Was bitcoin ever designed for the kind of mass adoption we are seeing today?
In theory, it was. Anybody who has read the original bitcoin white paper will know that the crypto coin was designed for one very specific purpose; to be the currency of the internet.
The paper begins by calling out the problem with using fiat currency for digital commerce: “Commerce on the Internet has come to rely almost exclusively on financial institutions serving as trusted third parties to process electronic payments.”
Why is this a problem? The paper states that “Completely non-reversible transactions are not really possible, since financial institutions cannot avoid mediating disputes.”
In other words, every time a payment is made over the internet, a financial institution must check it, but since they cannot be all-seeing and all knowing, despite their best efforts, it is generally accepted both that transaction fees must be added in order to compensate for the cost of the checks being made, and that a certain amount of fraud is unavoidable.
The paper goes on to suggest that bitcoin is the solution to this problem, because it is both decentralised and trustless. How so? It is trustless because the process of making a transaction is irreversible – eliminating fraud, and it is decentralised because the checks that must be carried out to ensure the process works are carried out by bitcoin miners, not financial institutions.
Mining bitcoin is like solving a mathematical equation. The first miner to solve the problem, receives the prize – in this case, a small amount of bitcoin.
We are not going to go into the technicalities of mining bitcoin or confirming transactions here; suffice to say that transactions create blocks on the “blockchain”, which are confirmed by miners, and so the chain increases in size, making it harder and harder, with each transaction made, to commit fraud. To do it, the fraudsters would have to have enough CPU power to take down and then rebuild the entire chain, and that is so unlikely as to be, to all intents and purposes, impossible.
Interestingly, the white paper does not make any mention of speculating on the price of bitcoin, and yet that it is what has ultimately made the currency such a hot topic.
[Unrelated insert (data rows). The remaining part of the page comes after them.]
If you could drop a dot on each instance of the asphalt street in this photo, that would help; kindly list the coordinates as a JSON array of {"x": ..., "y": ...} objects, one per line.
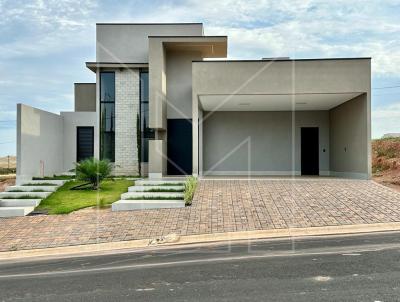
[{"x": 347, "y": 268}]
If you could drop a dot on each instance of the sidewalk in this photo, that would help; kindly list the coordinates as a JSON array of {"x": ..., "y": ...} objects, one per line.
[{"x": 219, "y": 206}]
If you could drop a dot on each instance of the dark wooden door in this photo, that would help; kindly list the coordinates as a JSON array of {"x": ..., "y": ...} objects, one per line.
[
  {"x": 309, "y": 151},
  {"x": 84, "y": 143},
  {"x": 179, "y": 147}
]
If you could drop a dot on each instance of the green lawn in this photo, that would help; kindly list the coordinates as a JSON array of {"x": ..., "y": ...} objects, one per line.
[{"x": 65, "y": 201}]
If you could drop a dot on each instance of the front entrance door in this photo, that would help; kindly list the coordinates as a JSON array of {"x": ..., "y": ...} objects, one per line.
[
  {"x": 309, "y": 151},
  {"x": 179, "y": 146},
  {"x": 84, "y": 143}
]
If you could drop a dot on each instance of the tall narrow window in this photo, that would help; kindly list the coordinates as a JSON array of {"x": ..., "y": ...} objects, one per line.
[
  {"x": 107, "y": 116},
  {"x": 145, "y": 132}
]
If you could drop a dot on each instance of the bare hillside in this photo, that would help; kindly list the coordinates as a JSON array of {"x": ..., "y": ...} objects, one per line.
[{"x": 386, "y": 161}]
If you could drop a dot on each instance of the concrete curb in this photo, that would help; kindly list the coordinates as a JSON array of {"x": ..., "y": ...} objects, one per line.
[{"x": 203, "y": 238}]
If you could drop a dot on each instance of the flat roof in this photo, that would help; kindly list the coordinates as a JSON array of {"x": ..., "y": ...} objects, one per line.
[
  {"x": 202, "y": 37},
  {"x": 178, "y": 23},
  {"x": 94, "y": 65},
  {"x": 283, "y": 60}
]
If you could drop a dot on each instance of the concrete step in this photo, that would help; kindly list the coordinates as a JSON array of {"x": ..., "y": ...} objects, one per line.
[
  {"x": 132, "y": 205},
  {"x": 19, "y": 202},
  {"x": 17, "y": 195},
  {"x": 160, "y": 182},
  {"x": 158, "y": 195},
  {"x": 15, "y": 211},
  {"x": 32, "y": 188},
  {"x": 149, "y": 188},
  {"x": 44, "y": 181}
]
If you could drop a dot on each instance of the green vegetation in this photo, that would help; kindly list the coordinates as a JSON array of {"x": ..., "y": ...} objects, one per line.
[
  {"x": 55, "y": 177},
  {"x": 153, "y": 198},
  {"x": 47, "y": 184},
  {"x": 22, "y": 197},
  {"x": 190, "y": 188},
  {"x": 164, "y": 190},
  {"x": 93, "y": 171},
  {"x": 65, "y": 200},
  {"x": 166, "y": 184}
]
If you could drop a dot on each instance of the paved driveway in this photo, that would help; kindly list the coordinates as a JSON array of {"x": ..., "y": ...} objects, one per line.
[{"x": 218, "y": 206}]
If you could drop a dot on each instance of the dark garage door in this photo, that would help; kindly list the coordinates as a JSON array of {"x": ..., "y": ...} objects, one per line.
[
  {"x": 84, "y": 143},
  {"x": 179, "y": 147}
]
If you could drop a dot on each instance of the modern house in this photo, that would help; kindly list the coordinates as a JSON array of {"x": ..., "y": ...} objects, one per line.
[{"x": 167, "y": 101}]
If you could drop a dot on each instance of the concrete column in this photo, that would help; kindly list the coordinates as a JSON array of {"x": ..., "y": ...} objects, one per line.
[
  {"x": 195, "y": 129},
  {"x": 126, "y": 121}
]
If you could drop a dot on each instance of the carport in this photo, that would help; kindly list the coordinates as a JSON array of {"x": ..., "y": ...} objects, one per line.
[{"x": 285, "y": 117}]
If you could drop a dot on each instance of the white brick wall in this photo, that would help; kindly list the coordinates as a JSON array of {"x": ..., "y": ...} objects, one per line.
[{"x": 126, "y": 115}]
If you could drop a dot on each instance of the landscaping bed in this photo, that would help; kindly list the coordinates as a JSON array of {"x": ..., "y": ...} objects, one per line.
[{"x": 65, "y": 200}]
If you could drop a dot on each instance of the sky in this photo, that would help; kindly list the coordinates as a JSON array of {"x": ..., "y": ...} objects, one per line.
[{"x": 44, "y": 44}]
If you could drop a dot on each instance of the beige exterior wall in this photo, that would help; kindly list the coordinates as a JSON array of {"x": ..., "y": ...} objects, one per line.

An idea good enough to make the use of fiat currencies on the internet obsolete, is worth investing in, right?
The problem arises when everybody realises that bitcoin is a potential game-changer at the same time. This is what is happening today, as more and more people, seeing their friends and colleagues making a small fortune playing around with digital currencies, want in.
All of a sudden, the game becomes a dangerous one. Bitcoin, and all of the other digital currencies just like bitcoin that have been created using the same underlying blockchain methodology, the so-called “alt currencies, is no longer being used for the purpose it was created – to make small online payments without incurring unreasonable transaction fees.
This is the reason why bitcoin is such a volatile currency – why the price goes up and down so much. It is not really bitcoin’s fault that it happens to be a good idea, it is not really the fault of opportunistic crypto entrepreneurs opening crypto exchanges and promising people huge rewards for speculating – it is not really the fault of the miners, who probably started out with good intentions.
But when a situation gets out of control, as has happened with bitcoin on many occasions in its brief history, governments, financiers, and, yes, even criminals, step in to try and take control of the situation. Regulation rears its ugly head; in South Korea, in China, in Russia- the debate “goes viral”, and suddenly the price freezes, and then falls.
What can be done about this, and who wins the battle for bitcoin’s soul, will probably dictate how successful the currency will be in the long term. Some will enjoy the ride, other’s will despair. But it seems, for now at least, bitcoin has been hoisted by its own petard. Nature abhors a vacuum, and a vacuum is, in a sense, what bitcoin has tried to create. The problem is, there are just too many interested observers, and too much riding on the outcome.
By attempting to remove the middleman, or third party overseer, from the online transaction, bitcoin has opened a financial pandora’s box.
Far from being a technical problem, the issues with bitcoin display all the same complexities that we usually associate with human nature. Not even Satoshi Nakamoto, whoever they may be, can fix that, and only time will tell if bitcoin exerts the same fascination in twelve month’s time, or if, by then, we have all begun to speculate about, and with, a different solution.